J.R.R. Tolkien said it best:
"The legend of Bilbo's gold excited both curiosity and hope; for legendary gold (mysteriously obtained, if not positively ill-gotten), is, as every one knows, any one's for the finding - unless the search is interrupted."
Today we will be visiting a "Treasure Cave", one of several such sites around the Midwest where legends of gold have been exciting curiosity and hope for generations. I shan't be identifying the exact location because the owners don't want curious hobbits or humans tramping about and getting themselves into difficulties. Honestly, if you had not taken the trouble to speak with the owners the chances of your finding the spot would be pretty much zero anyway. When one of your landmarks is to look for a picnic table, and when half an hour's walk into the wilderness has not revealed it...well you'd probably give up.
And miss a magnificent view.
The stories associated with this place are varied. All can't be true. Probably none are. Was the treasure Spanish doubloons, or French gold, or a payroll destined for American soldiers at a frontier post? Were the thieves Indians or river pirates? In most versions of the story a survivor of the attack hid on shore and saw treasure being hauled up a slope and stashed in a cave. Maybe this one.
Whatever the beginnings of the story it took on a life of its own. The secret was passed on from father to son on a death bed. Or a rumor of it reached a far west mining camp. Or it was divined during a seance. Treasure hunters came. They dug and dug, expanding a natural cave system into a warren of tunnels.
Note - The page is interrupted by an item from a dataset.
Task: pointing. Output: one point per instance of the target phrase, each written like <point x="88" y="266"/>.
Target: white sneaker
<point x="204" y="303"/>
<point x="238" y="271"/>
It is not an agreeable place. The caves had a peculiar smell to them, perhaps there was a dead raccoon in there someplace. And unlike the brewery caves I usually visit there was a tumbledown, irregular look to them. I lack the imagination of the great Professor Tolkien, but it seemed to me the sort of place you might encounter Orcs.
Maybe all seekers of Treasure, or just of Treasure rumors, have nostalgia in their souls. There is no reason that visitors to this place would favor candles over the far more reliable option of flashlights, but they seem to have done so. Perhaps it is fitting that they use a technology that comes down to us from the days when river pirates hauled bags of Spanish doubloons up a cliff face.